In my February newsletter and following addendum, I clarified the process that must be followed to obtain FAA approval of a new aircraft design. Following a review of the options, management decided that operating the Neuera 200 in ground effect for a number of hours would add credibility to the subsequent FAA approval process. This is our present plan which also ensures a low risk approach during the initial demonstration and test flight phase.
In my February newsletter I made statements regarding the Neuera 200’s initial range of operation and when it would be allowed to carry a passenger. This addendum to that newsletter is provided to add more detail to my previous information. Prior to receiving FAA airworthiness approval, the Neuera 200 will operate in ground effect which is defined as up to one half the wing span or 4.7 feet.
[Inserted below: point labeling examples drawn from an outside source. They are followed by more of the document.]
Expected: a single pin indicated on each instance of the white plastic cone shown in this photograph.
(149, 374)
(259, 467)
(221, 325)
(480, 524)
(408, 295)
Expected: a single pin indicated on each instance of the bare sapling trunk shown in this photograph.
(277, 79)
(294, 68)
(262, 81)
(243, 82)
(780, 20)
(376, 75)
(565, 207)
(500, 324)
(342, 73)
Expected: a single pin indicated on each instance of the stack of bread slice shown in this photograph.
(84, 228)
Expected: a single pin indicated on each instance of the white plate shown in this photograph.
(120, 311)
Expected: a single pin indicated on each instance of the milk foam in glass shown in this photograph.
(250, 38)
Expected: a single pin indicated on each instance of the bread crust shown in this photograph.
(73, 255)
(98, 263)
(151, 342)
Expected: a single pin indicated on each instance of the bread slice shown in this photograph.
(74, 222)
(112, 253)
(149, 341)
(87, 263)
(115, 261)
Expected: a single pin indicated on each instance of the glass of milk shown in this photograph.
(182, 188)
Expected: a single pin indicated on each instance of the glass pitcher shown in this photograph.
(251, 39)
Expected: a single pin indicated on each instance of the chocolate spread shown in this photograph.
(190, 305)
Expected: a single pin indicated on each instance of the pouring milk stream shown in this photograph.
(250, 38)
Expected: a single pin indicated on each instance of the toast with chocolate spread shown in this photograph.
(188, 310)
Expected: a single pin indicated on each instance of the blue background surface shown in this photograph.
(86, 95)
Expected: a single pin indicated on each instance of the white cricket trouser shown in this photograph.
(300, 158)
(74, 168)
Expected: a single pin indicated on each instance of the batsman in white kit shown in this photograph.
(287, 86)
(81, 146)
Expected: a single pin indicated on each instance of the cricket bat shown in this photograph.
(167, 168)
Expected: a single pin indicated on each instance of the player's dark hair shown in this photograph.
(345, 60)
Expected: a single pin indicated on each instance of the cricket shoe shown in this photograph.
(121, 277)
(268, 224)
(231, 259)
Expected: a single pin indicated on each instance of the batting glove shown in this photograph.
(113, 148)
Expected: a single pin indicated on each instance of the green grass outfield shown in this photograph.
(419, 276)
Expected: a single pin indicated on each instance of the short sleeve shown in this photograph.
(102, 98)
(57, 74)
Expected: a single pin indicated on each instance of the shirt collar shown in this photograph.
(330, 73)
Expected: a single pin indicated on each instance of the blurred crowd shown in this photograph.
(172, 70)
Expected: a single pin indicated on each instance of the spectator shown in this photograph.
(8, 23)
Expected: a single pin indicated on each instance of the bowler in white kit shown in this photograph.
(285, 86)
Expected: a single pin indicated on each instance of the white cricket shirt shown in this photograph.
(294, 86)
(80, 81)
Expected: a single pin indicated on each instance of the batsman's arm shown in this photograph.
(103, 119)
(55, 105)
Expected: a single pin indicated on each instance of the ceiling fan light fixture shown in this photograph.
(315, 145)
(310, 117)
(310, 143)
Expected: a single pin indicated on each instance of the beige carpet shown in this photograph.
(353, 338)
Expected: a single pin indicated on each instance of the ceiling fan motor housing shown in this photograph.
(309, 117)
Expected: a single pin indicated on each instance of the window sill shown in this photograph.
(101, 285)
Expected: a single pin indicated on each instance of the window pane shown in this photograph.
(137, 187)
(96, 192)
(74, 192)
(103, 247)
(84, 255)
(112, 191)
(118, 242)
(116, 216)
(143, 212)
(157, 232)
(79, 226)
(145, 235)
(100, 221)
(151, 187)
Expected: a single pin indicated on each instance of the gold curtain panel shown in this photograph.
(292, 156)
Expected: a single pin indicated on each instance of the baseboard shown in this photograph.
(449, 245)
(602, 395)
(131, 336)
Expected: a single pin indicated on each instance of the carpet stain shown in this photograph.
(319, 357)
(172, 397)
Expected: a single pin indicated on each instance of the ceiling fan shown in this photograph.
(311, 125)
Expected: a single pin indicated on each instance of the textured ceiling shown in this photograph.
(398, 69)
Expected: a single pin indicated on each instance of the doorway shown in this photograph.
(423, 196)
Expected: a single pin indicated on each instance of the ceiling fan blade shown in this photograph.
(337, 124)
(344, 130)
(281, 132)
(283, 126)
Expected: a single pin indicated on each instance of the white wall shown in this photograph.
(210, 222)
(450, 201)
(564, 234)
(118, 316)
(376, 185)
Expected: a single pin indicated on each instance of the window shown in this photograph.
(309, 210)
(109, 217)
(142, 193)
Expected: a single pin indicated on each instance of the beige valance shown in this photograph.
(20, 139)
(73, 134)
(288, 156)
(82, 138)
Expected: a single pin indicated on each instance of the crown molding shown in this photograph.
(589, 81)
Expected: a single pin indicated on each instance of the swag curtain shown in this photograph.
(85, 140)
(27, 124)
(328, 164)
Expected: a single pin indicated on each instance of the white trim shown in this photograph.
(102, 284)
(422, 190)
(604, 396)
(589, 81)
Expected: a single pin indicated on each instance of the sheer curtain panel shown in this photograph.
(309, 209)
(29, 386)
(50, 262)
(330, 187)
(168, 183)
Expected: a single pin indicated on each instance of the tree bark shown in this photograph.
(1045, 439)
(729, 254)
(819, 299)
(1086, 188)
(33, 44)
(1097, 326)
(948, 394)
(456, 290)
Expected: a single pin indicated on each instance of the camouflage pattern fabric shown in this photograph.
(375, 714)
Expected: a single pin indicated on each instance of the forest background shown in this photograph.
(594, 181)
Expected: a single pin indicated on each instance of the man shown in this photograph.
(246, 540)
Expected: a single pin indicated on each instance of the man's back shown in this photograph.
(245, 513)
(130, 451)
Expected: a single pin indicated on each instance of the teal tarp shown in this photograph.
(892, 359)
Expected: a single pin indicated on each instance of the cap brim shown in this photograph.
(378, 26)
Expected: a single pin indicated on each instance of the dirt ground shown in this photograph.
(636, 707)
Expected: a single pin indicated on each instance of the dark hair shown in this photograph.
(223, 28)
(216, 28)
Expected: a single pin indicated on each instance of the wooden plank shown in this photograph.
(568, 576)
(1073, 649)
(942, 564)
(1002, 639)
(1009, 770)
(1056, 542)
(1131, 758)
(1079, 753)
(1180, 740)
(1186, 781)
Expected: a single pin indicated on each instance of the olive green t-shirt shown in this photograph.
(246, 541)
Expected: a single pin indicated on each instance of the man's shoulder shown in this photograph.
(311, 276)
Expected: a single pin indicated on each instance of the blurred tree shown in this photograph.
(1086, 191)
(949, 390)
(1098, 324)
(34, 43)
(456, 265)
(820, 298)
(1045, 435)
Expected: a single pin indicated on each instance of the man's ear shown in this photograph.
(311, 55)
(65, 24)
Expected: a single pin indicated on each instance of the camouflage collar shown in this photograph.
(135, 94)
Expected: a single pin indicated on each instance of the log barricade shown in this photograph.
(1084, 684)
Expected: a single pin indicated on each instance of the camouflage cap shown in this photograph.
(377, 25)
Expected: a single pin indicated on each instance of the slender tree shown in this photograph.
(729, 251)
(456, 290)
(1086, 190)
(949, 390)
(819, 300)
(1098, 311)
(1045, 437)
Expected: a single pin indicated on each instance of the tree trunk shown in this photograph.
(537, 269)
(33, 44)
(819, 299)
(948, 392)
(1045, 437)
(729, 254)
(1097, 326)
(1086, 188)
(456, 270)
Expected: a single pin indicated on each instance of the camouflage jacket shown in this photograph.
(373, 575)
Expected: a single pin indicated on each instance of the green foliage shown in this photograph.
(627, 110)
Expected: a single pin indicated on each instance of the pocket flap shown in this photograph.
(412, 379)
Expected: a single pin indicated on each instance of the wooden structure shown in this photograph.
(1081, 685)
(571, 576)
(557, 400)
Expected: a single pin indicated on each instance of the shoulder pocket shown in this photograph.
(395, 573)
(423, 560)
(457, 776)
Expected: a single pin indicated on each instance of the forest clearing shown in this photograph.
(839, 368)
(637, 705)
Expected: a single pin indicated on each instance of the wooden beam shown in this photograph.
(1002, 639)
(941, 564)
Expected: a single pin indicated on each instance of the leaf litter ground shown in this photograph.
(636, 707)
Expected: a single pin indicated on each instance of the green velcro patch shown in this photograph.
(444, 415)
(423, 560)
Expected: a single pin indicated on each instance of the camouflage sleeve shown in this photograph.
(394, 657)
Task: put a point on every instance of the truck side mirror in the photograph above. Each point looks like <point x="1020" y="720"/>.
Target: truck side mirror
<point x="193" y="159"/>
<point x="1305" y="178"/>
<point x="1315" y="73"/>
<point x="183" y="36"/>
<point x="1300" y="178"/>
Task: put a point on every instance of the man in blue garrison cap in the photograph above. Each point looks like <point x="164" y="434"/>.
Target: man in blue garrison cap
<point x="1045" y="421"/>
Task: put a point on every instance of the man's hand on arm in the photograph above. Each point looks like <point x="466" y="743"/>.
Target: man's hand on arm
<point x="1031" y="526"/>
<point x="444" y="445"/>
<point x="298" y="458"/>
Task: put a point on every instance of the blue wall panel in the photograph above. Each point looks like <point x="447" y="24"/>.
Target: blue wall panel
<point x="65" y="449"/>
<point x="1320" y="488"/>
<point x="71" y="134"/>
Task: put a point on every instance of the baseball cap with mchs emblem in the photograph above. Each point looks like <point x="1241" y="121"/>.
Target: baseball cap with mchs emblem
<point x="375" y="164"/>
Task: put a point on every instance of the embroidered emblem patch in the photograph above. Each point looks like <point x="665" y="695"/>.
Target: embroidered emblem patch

After FAA approval of its workmanship, the Neuera 200 would be allowed to operate under the FAA experimental-R&D airworthiness certificate. Under this level, the Neuera 200 will be allowed to operate within a predefined area that must be approved by the FAA.
The Neuera 200 remains scheduled for FAA approval on April 1st 2016. Our concern is completing some unexpected requirements that have been added and others that may be added. The FAA has made us aware of additional tests they would like to see that were not previously stated, like determining the maximum thrust or lift that the Neuera can generate. This is not a simple test. Another requirement is that we must provide traditional foot operated yaw controls like a helicopter in order to fall under the rotary wing FAA category. This does allow the Neuera 200 to be approved under an existing regulation which is helpful but adds to our workload. The Neuera will therefore have both foot pedals and stick twist for yaw control until stick twist alone is approved by the FAA.